Monday, October 24, 2011

Radio: The Hole in Empty Space (Space Patrol)

It occurred to me that every radio episode I've ever posted here has been an adaptation of a published story.  But there was a lot more to radio science fiction than that.  So this time, I bring you the earliest surviving radio episode of Space Patrol, aired about 13 months after last week's Dimension X finale.


Although largely forgotten today, Space Patrol was something of a multimedia blockbuster in its time.  It started on March 9, 1950, as a 15-minute show, broadcast every weekday on a local Los Angeles television station.  The ABC radio network picked it up as a twice-weekly radio program in the summer of that year.  Then the ABC television network began a half-hour weekly show that December 30.  Since the local show continued for some time, and the radio show continued twice a week for the first few weeks the network television version was on, that means stars Ed Kemmer (Commander Buzz Corry) and Lyn Osborn (Cadet Happy) were briefly doing eight shows a week.  And they did frequent publicity appearances as well.  It's a wonder they didn't go space happy.  (As it was, Kemmer referred to Osborn as "Hap" to the end of his life, in 2005.)

The radio show returned in a once-weekly timeslot on August 18, 1951, continuing until March 19, 1955—three weeks after the TV show was discontinued.



0:30 Did they actually have to say, back then, if a show was "transcribed" (i.e., pre-recorded)? Reminds me of when sitcoms began with, for instance "All in the Family was recorded before a live audience." (Did they have to say that? Was the FCC looking out to protect the public against shows that they might otherwise mistakenly think were live?)

Incidentally, the television show was broadcast live through almost all of its life (1950-5), so it's kind of funny to think cast and crew had more latitude for error in making their audio-only adventures than they did with their far more complex audiovisual ones.

0:35 That should be "phenomenon." "Phenomena" is the plural. I mention that for the 95% of the Internet that's also unaware of this.

0:42 It seemed to be up to the individual actor whether Terra V was pronounced "Terra Five" (as Buzz Corry does at 6:59) or, as here, "Terra the Fifth." It amazes me that, more than two and a half years since the TV show premiered, someone hadn't definitively decided it one way or the other. Judging from the TV episodes I've seen, they seem to have agreed on the former sometime in 1953.

1:30 "Sounds just like a walkie-talkie" was pressing the truth more than a little. According to "Cadet Hanzo's Guide to Space Patrol Merchandising" in Jean-Noel Bassoir's Space Patrol book, the Space-o-Phones were "a futuristic version of the tin can telephone that worked about as well."

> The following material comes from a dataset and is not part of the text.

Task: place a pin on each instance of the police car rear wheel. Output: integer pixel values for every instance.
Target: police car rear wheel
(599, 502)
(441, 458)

5:17 "D.U.'s" is short for "Distance Units," Space Patrol's measure of distance. I don't think they ever pinned down what, exactly, one amounted to. Confusingly, they also used it as a unit of speed (as at 7:16).

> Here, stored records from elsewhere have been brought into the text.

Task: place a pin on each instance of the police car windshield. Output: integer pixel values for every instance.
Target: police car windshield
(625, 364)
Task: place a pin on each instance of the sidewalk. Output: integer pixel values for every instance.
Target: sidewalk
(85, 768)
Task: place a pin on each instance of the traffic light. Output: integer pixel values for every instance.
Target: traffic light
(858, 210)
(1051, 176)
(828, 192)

8:49 Again, trust your editor. "Phenomenon": singular. "Phenomena": plural.

14:31 "Spun out of shredded wheat." As you can see on the television show, Rice Chex looked substantially the same in the early '50s as they do today, but Wheat Chex were tiny shredded wheat biscuits. Beats me what Instant Ralston was like, but the fact it isn't around today probably says something.

20:10 The mention of superconductors inspired me to look them up on Wikipedia and in my Langenscheidt's New College Merriam-Webster. Turns out the word was coined all the way back in 1913. Writer Lou Houston, who read science magazines for ideas and background, may have read about the then-recent Ginsburg-Landau Theory, the first mathematical modeling of superconductivity. "Black hole," incidentally, wasn't coined until 1968, hence this episode's "cycloplex." (Granted, the cycloplex isn't a black hole—its effects are electromagnetic rather than gravitational—but you just know that after 1968, they'd have called it one anyway.)

26:06 If you're wondering about the distinction between "Terra" and "Earth," Space Patrol's Terra was an artificial planet, assembled between the orbits of Earth and Mars, which served as the capital of the United Planets.